Mark Richt is totally on board, though, because that’s the way Georgia’s been operating unofficially under him all along. As he said last month, “When we sign a young man, we expect him to see through to graduation. I know contractually it is one year at a time, but from what’s in my heart and from what’s in the heart of the University of Georgia is for these guys to make it all the way through to graduation. It means a whole lot to us. I don’t think it will change the way we view taking care of these guys.”
In fact, UGA athletic director Greg McGarity told the Athens Banner-Herald that Georgia is likely to offer multiyear scholarships in time for the spring signing period.
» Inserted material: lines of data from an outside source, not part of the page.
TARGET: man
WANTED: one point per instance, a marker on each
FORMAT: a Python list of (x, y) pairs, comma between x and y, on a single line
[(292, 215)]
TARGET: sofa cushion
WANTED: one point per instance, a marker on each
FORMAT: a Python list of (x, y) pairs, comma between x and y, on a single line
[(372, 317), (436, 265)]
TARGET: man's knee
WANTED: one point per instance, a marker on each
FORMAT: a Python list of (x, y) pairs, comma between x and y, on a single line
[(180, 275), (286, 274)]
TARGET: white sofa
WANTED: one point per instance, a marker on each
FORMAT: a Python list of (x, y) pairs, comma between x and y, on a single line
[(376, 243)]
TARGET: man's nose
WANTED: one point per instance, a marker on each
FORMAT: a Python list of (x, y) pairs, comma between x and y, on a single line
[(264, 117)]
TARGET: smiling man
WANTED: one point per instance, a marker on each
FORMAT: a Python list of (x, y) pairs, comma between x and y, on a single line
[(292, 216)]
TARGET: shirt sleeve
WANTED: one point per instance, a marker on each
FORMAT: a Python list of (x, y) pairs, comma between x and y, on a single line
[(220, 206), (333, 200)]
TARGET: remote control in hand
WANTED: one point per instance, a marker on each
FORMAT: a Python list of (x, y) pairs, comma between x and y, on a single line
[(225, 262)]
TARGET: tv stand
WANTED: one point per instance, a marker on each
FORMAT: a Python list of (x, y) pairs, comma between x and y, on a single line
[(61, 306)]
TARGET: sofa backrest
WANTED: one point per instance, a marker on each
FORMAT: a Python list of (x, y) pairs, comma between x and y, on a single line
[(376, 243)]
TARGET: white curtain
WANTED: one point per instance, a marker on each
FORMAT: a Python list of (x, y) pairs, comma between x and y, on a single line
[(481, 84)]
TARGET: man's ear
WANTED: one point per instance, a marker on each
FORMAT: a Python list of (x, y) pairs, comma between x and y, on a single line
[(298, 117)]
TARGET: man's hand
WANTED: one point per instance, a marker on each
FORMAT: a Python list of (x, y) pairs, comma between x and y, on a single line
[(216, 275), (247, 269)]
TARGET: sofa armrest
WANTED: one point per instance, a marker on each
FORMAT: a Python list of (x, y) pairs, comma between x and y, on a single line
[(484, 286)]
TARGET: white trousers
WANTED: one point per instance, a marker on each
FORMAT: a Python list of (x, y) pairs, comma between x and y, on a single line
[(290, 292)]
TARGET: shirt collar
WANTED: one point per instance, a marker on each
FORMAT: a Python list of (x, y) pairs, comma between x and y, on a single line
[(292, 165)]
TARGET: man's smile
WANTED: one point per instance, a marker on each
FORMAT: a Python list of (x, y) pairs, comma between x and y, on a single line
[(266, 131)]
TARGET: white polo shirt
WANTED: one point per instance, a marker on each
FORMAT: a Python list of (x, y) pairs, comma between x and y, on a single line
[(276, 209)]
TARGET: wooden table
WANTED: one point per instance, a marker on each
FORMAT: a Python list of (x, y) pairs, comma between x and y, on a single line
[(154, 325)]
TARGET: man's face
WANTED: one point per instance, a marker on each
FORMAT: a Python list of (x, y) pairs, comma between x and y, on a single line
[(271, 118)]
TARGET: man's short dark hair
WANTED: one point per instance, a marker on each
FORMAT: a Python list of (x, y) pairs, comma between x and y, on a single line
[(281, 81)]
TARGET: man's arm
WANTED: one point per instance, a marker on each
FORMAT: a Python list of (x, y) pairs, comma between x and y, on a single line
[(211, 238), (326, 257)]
“I think it’s good legislation,” McGarity said of the NCAA plan. “Mark Richt adheres to it anyway. The bottom line is when he signs a kid, he has him around unless they leave on their own accord or they tend to violate team rules. Anybody that conducts their program in the right way, when they sign a young man or young woman to a scholarship, they want to see it through.”
The key words there being conducts their program in the right way. Not everyone sees the issue the way Richt and McGarity do. South Carolina’s Steve Spurrier, for example, has called multiyear scholarships a “terrible idea,” asking, “What if a young man decides he doesn’t want to give much effort or go weightlifting or go to workouts? How do you get rid of him? Everybody has to earn his or her way in life.”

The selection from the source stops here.